William Donohue called the marketing department of Linters about the ad and was told that the priest was a “non-denominational priest.” Donohue asked whether the woman could identify priests from another religion who also hear confession, and she confessed that she could not. But she wouldn’t flinch from her position, either. Donohue then asked that the clergyman clearly be identified in the ad as an Episcopal priest, stating that Linters could then explain to Episcopalians why the ad wasn’t offensive. The woman said she would investigate the issue further.
When she called back, she told Donohue that he would be relieved to know that the ad doesn’t feature a priest after all—it’s a monk who is being depicted. When he asked why the average viewer wouldn’t conclude that this was a Catholic monk, she couldn’t say. He mentioned how her latest strategy wasn’t working very well, and at that she promised that someone else would be getting back to him.
The next person who called said that the president of Linters was coming to New York on business and would like to meet with Donohue. He agreed. But the day before the scheduled meeting was to be held, Donohue was notified that there was no need for the meeting as the ad had been withdrawn. Alleluia.
Then there was the case of Instant Improvement, Inc. When Catholic League member Joe Driscoll of Ohio got some unsolicited mail from the company, he forwarded it to the league. The promotional was an ad for a new “sex food,” pills that supposedly make older men, and men with sexual dysfunctions, virile again. On the cover of the envelope, in big, bright red letters, it said, “The Sex Food So Potent PRIESTS WERE FORBIDDEN TO EAT IT!” It was signed, Eugene Schwartz.

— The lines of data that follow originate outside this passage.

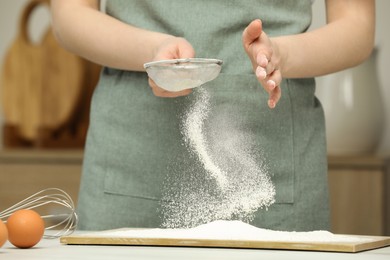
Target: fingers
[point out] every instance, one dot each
(160, 92)
(251, 33)
(270, 82)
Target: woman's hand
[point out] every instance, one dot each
(265, 58)
(172, 48)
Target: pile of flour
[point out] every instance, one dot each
(237, 230)
(232, 182)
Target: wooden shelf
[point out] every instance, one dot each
(359, 195)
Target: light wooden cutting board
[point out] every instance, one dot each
(106, 238)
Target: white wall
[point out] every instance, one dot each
(382, 43)
(10, 13)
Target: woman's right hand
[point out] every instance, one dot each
(171, 48)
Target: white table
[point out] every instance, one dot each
(52, 249)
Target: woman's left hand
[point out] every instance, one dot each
(265, 58)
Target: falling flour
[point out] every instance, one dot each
(237, 230)
(230, 180)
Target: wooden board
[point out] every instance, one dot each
(105, 238)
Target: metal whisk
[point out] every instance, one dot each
(64, 224)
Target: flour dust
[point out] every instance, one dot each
(223, 177)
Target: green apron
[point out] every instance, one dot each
(135, 152)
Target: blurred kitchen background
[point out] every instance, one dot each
(356, 103)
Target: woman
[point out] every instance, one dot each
(142, 168)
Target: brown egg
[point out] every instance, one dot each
(25, 228)
(3, 233)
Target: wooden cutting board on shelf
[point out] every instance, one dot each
(130, 237)
(41, 83)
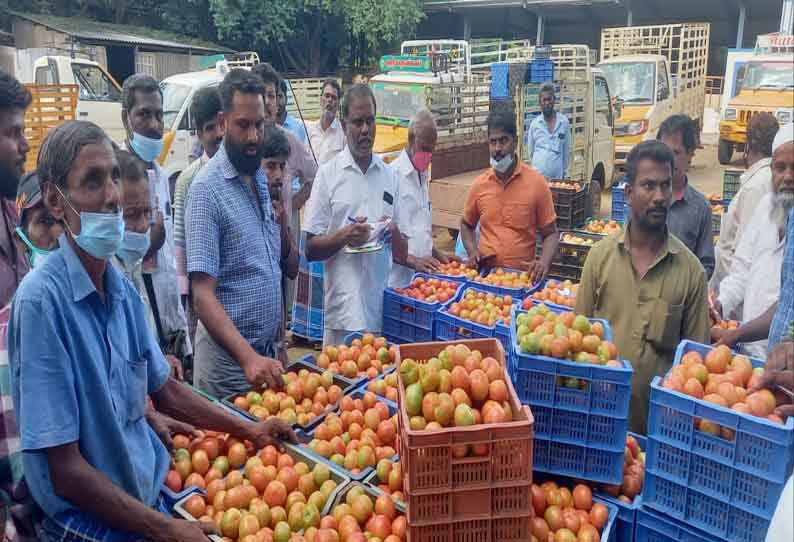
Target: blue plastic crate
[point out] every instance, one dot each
(541, 70)
(516, 293)
(499, 80)
(625, 525)
(652, 526)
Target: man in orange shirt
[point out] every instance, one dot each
(511, 202)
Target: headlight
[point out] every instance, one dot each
(784, 116)
(635, 127)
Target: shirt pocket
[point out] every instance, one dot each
(516, 216)
(664, 324)
(136, 380)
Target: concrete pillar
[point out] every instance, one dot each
(740, 26)
(787, 18)
(467, 27)
(541, 20)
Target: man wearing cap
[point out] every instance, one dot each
(38, 232)
(753, 284)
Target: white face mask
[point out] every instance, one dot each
(503, 164)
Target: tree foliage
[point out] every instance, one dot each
(310, 34)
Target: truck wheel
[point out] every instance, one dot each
(724, 152)
(593, 204)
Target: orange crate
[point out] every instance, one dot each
(508, 529)
(428, 462)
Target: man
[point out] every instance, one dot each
(234, 247)
(413, 214)
(690, 213)
(206, 110)
(644, 281)
(752, 285)
(354, 189)
(326, 136)
(284, 119)
(549, 138)
(755, 182)
(14, 99)
(93, 463)
(38, 232)
(142, 115)
(510, 202)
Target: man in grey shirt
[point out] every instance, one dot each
(690, 213)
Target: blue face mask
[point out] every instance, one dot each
(146, 148)
(134, 246)
(37, 255)
(101, 234)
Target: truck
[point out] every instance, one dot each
(654, 72)
(179, 90)
(765, 83)
(99, 99)
(583, 95)
(51, 105)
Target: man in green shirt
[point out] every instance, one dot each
(644, 281)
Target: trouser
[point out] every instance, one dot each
(215, 371)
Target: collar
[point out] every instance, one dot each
(81, 283)
(347, 161)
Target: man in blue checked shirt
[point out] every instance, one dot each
(549, 138)
(234, 250)
(83, 359)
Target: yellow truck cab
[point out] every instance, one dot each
(653, 72)
(766, 85)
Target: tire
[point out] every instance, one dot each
(593, 204)
(724, 152)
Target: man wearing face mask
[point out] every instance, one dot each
(38, 232)
(413, 212)
(83, 360)
(142, 115)
(510, 202)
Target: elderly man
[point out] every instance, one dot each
(326, 135)
(511, 202)
(234, 249)
(753, 284)
(690, 213)
(650, 288)
(754, 184)
(413, 212)
(549, 138)
(142, 116)
(353, 191)
(93, 463)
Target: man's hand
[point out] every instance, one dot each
(427, 264)
(261, 370)
(176, 367)
(180, 530)
(272, 431)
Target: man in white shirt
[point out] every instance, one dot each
(754, 184)
(352, 190)
(753, 284)
(326, 136)
(414, 214)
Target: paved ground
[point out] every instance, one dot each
(705, 174)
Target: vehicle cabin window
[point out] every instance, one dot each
(603, 107)
(663, 88)
(45, 76)
(94, 83)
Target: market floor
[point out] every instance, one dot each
(705, 174)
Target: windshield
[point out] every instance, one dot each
(632, 82)
(174, 97)
(398, 101)
(769, 75)
(94, 83)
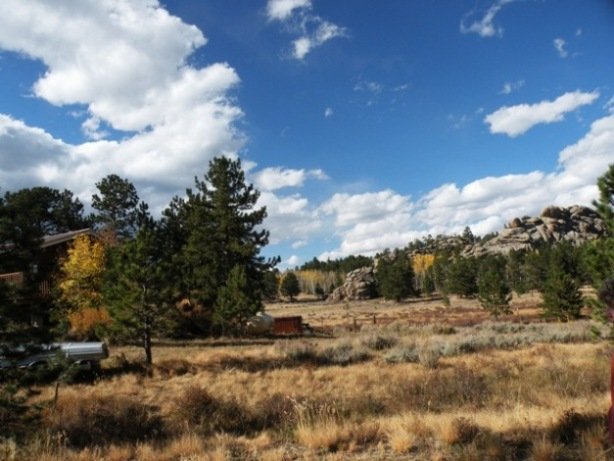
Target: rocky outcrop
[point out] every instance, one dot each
(576, 224)
(359, 284)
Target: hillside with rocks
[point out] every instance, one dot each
(576, 224)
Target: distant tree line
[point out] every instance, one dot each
(557, 271)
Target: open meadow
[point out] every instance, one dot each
(420, 382)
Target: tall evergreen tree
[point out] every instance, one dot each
(562, 296)
(290, 286)
(395, 275)
(136, 289)
(462, 277)
(235, 304)
(493, 291)
(116, 206)
(223, 231)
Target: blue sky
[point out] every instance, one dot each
(364, 124)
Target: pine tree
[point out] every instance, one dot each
(562, 296)
(290, 286)
(462, 277)
(235, 305)
(493, 291)
(223, 231)
(116, 206)
(135, 289)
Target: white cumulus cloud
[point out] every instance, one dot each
(516, 120)
(559, 45)
(125, 62)
(274, 178)
(510, 87)
(311, 30)
(368, 223)
(485, 26)
(283, 9)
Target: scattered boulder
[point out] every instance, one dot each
(576, 224)
(359, 284)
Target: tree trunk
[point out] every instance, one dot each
(147, 347)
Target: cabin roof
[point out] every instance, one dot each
(56, 239)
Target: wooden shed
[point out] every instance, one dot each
(288, 325)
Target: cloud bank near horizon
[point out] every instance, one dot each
(174, 117)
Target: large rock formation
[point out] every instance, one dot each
(576, 224)
(359, 284)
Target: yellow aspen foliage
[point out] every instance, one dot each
(83, 322)
(422, 265)
(422, 262)
(82, 272)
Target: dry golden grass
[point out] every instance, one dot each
(290, 400)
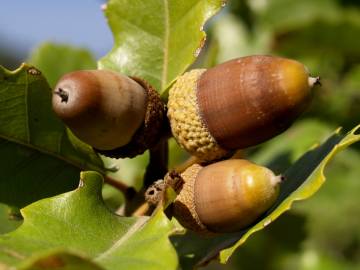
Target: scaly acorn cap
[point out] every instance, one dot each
(226, 196)
(237, 104)
(117, 115)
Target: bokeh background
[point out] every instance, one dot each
(321, 233)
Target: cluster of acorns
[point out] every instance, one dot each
(212, 113)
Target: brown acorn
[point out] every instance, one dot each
(237, 104)
(117, 115)
(226, 196)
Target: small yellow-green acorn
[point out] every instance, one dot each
(237, 104)
(117, 115)
(226, 196)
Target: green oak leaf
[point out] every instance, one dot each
(80, 223)
(40, 157)
(303, 179)
(9, 219)
(60, 260)
(157, 40)
(55, 60)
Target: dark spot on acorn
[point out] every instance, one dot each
(62, 94)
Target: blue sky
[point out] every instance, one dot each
(25, 24)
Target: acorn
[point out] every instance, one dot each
(237, 104)
(226, 196)
(119, 116)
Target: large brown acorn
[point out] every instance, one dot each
(223, 197)
(118, 115)
(237, 104)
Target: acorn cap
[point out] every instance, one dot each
(117, 115)
(186, 124)
(154, 126)
(237, 104)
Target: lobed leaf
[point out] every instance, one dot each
(78, 222)
(156, 40)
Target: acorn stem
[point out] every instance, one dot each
(314, 81)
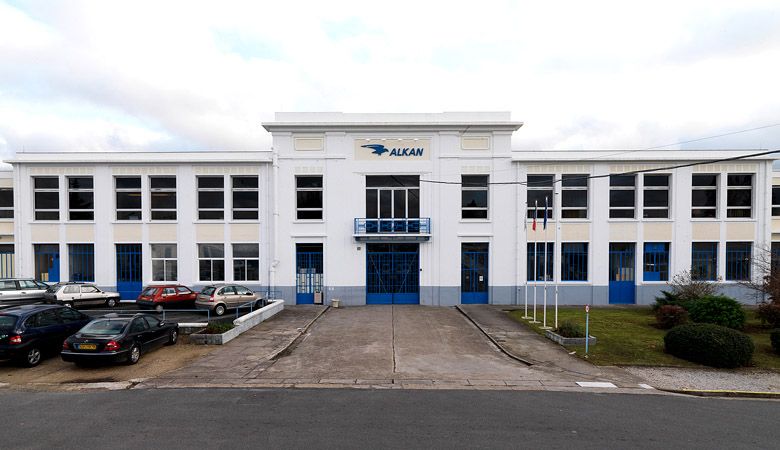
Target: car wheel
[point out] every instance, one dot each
(134, 355)
(33, 357)
(173, 337)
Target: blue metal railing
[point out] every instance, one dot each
(420, 225)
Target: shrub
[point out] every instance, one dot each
(669, 316)
(711, 345)
(569, 328)
(718, 310)
(774, 337)
(769, 313)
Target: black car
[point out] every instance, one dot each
(118, 338)
(27, 332)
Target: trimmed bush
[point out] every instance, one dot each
(711, 345)
(718, 310)
(774, 337)
(570, 328)
(669, 316)
(769, 313)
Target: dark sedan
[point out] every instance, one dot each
(115, 338)
(27, 332)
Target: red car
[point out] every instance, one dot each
(165, 295)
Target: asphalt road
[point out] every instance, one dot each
(343, 418)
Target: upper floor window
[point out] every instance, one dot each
(656, 197)
(622, 196)
(245, 198)
(474, 196)
(704, 195)
(539, 194)
(6, 203)
(128, 198)
(163, 197)
(211, 198)
(574, 196)
(46, 193)
(739, 198)
(308, 197)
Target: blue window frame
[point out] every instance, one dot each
(656, 264)
(738, 260)
(704, 261)
(574, 261)
(538, 260)
(81, 262)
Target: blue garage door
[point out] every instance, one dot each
(393, 274)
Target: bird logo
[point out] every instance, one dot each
(378, 149)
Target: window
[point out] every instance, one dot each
(246, 262)
(164, 262)
(656, 266)
(574, 192)
(211, 198)
(81, 262)
(46, 193)
(211, 262)
(539, 187)
(622, 196)
(308, 197)
(128, 198)
(739, 198)
(245, 198)
(574, 261)
(536, 261)
(163, 197)
(656, 197)
(81, 198)
(704, 196)
(738, 260)
(704, 261)
(474, 196)
(775, 201)
(6, 203)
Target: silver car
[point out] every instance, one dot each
(15, 291)
(80, 294)
(218, 298)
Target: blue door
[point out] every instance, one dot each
(393, 274)
(622, 270)
(474, 273)
(308, 272)
(129, 275)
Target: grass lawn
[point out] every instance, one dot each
(627, 336)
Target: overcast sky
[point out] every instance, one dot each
(164, 75)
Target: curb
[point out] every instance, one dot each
(495, 342)
(724, 393)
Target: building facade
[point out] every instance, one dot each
(432, 209)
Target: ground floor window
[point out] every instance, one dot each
(246, 262)
(656, 261)
(738, 260)
(574, 261)
(81, 262)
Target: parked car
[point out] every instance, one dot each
(162, 296)
(218, 298)
(28, 331)
(115, 338)
(16, 291)
(80, 294)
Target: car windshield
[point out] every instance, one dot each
(208, 290)
(105, 327)
(7, 321)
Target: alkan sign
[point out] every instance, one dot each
(392, 149)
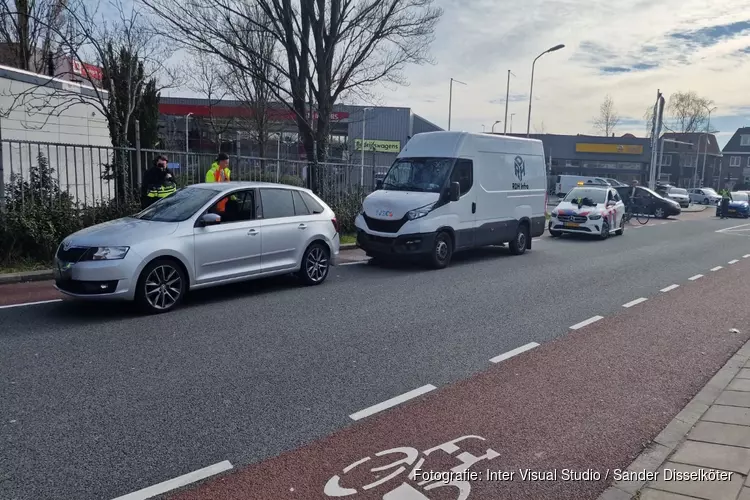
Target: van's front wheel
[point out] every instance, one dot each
(442, 251)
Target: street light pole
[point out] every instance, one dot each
(531, 90)
(450, 100)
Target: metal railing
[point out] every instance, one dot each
(83, 173)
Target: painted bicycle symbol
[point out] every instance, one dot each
(410, 456)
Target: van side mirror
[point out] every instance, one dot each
(209, 220)
(455, 192)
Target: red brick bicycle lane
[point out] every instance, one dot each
(590, 399)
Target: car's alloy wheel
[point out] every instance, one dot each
(316, 264)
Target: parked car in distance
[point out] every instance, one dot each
(452, 191)
(203, 235)
(739, 205)
(657, 205)
(704, 196)
(679, 195)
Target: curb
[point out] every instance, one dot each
(672, 436)
(47, 274)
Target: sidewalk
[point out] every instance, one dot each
(708, 443)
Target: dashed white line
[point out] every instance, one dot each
(635, 302)
(31, 303)
(592, 319)
(514, 352)
(178, 482)
(392, 402)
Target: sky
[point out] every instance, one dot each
(625, 49)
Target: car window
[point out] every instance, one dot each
(300, 208)
(463, 173)
(277, 203)
(311, 203)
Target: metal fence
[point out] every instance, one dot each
(79, 171)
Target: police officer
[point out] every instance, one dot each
(158, 182)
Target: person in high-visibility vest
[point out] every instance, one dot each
(158, 183)
(219, 172)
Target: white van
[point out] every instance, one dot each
(567, 182)
(452, 191)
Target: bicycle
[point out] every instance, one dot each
(640, 210)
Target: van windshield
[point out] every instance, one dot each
(426, 175)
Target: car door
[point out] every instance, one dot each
(284, 232)
(231, 248)
(466, 206)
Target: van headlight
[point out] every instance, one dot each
(109, 253)
(419, 212)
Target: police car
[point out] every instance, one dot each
(587, 209)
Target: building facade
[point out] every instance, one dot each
(694, 160)
(735, 164)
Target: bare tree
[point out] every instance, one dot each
(330, 48)
(685, 112)
(608, 117)
(208, 77)
(30, 32)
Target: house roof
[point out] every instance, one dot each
(733, 145)
(693, 138)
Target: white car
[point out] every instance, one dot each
(589, 210)
(704, 196)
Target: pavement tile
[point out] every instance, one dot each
(727, 434)
(739, 384)
(728, 415)
(708, 490)
(734, 398)
(649, 494)
(718, 456)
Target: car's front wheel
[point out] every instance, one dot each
(161, 286)
(315, 264)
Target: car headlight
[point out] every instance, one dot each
(419, 212)
(109, 253)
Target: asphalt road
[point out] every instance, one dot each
(99, 402)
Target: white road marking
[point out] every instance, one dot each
(635, 302)
(178, 482)
(392, 402)
(517, 350)
(31, 303)
(592, 319)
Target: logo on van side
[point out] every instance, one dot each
(519, 167)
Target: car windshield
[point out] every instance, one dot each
(418, 174)
(178, 207)
(587, 196)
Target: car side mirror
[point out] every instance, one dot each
(209, 220)
(455, 191)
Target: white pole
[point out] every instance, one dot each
(362, 166)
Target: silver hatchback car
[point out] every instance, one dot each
(201, 236)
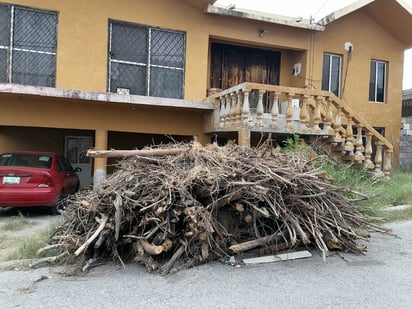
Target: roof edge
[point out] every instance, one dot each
(343, 12)
(265, 17)
(107, 97)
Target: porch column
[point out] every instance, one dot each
(243, 136)
(100, 164)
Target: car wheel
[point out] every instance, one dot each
(56, 209)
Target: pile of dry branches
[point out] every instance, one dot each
(182, 205)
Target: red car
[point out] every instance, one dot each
(36, 179)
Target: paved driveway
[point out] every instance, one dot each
(380, 279)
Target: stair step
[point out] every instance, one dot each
(353, 158)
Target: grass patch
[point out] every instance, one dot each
(383, 192)
(29, 245)
(16, 223)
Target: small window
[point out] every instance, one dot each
(63, 165)
(331, 73)
(377, 83)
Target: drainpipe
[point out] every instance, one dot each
(100, 164)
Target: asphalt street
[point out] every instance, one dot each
(380, 279)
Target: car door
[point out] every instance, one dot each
(70, 179)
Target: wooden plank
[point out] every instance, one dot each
(278, 257)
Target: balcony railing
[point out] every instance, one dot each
(279, 109)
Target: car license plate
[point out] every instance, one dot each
(11, 180)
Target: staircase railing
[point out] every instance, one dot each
(271, 108)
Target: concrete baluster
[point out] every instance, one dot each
(275, 110)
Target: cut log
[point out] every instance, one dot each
(152, 249)
(138, 152)
(93, 237)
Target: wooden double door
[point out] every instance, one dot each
(232, 65)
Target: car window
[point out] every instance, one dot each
(63, 165)
(26, 160)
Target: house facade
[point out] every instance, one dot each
(95, 74)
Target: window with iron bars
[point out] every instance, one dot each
(28, 42)
(146, 61)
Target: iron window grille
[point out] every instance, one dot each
(28, 43)
(331, 73)
(146, 61)
(377, 83)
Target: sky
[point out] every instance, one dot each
(311, 8)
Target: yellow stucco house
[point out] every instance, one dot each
(102, 74)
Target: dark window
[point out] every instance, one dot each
(331, 73)
(28, 42)
(377, 81)
(63, 165)
(145, 60)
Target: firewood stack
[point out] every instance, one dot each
(181, 205)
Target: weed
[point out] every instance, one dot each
(294, 143)
(16, 223)
(31, 244)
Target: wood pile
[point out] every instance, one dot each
(181, 205)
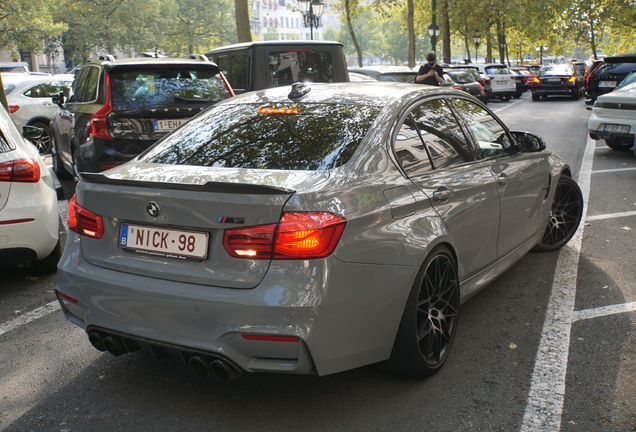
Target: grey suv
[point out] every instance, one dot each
(119, 108)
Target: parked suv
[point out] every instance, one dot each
(501, 79)
(259, 65)
(607, 75)
(119, 108)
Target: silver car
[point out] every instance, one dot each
(311, 229)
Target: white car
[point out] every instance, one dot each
(29, 98)
(29, 216)
(502, 80)
(613, 116)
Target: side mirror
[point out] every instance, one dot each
(58, 99)
(32, 133)
(528, 142)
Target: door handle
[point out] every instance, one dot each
(502, 180)
(442, 195)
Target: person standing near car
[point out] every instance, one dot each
(431, 73)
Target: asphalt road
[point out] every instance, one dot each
(548, 346)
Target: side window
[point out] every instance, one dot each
(239, 71)
(410, 150)
(442, 135)
(490, 135)
(86, 89)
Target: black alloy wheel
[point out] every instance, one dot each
(43, 143)
(616, 144)
(565, 216)
(429, 322)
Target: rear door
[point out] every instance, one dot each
(522, 179)
(435, 154)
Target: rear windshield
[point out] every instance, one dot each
(556, 70)
(397, 77)
(315, 137)
(166, 87)
(497, 70)
(288, 67)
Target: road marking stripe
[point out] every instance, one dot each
(613, 170)
(604, 311)
(544, 408)
(29, 316)
(610, 216)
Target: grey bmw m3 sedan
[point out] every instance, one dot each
(313, 228)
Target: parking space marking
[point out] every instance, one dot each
(610, 216)
(29, 316)
(613, 170)
(603, 311)
(544, 408)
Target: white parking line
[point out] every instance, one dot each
(604, 311)
(547, 389)
(610, 216)
(29, 316)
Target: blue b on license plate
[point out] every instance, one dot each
(163, 242)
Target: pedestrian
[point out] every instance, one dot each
(431, 73)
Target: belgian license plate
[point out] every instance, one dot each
(168, 125)
(163, 242)
(616, 128)
(607, 84)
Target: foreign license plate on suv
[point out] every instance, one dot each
(163, 242)
(168, 125)
(616, 128)
(607, 84)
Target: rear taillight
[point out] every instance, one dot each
(83, 221)
(99, 119)
(296, 236)
(21, 170)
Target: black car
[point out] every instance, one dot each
(557, 79)
(119, 108)
(606, 76)
(467, 80)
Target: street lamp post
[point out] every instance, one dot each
(477, 41)
(312, 11)
(433, 30)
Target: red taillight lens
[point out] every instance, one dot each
(21, 170)
(99, 119)
(296, 236)
(83, 221)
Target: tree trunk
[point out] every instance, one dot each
(242, 16)
(410, 23)
(446, 33)
(354, 39)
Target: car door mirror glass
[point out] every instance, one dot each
(528, 142)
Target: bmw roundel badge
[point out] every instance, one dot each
(153, 208)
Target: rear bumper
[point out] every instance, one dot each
(345, 315)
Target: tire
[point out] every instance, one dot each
(58, 165)
(565, 216)
(429, 322)
(616, 144)
(48, 264)
(43, 143)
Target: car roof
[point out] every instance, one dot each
(354, 93)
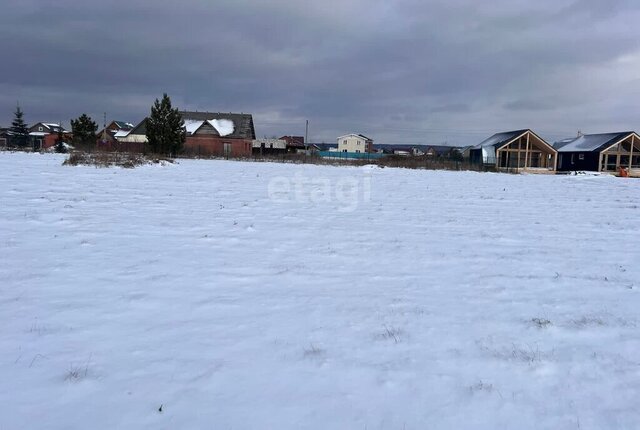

When Donohue called the company asking to speak to Mr. Schwartz, he was told that the sex guru had been dead for three years. After explaining the mailing he received, he requested that the word “priest” be changed to “rabbi.” He was then told that the word in question really meant “ancient priests.” Donohue asked that the term “ancient rabbis” be substituted and then the company could explain to offended Jews why the ad was never meant to offend. She got the point and said it would be brought up at the next meeting of the board.
If this is the only way we can provoke a desired outcome, we will continue to do so. But it only underscores our concern: Catholic bashing is so common that many of those who sponsor it don’t feel the slightest bit embarrassed for promoting it.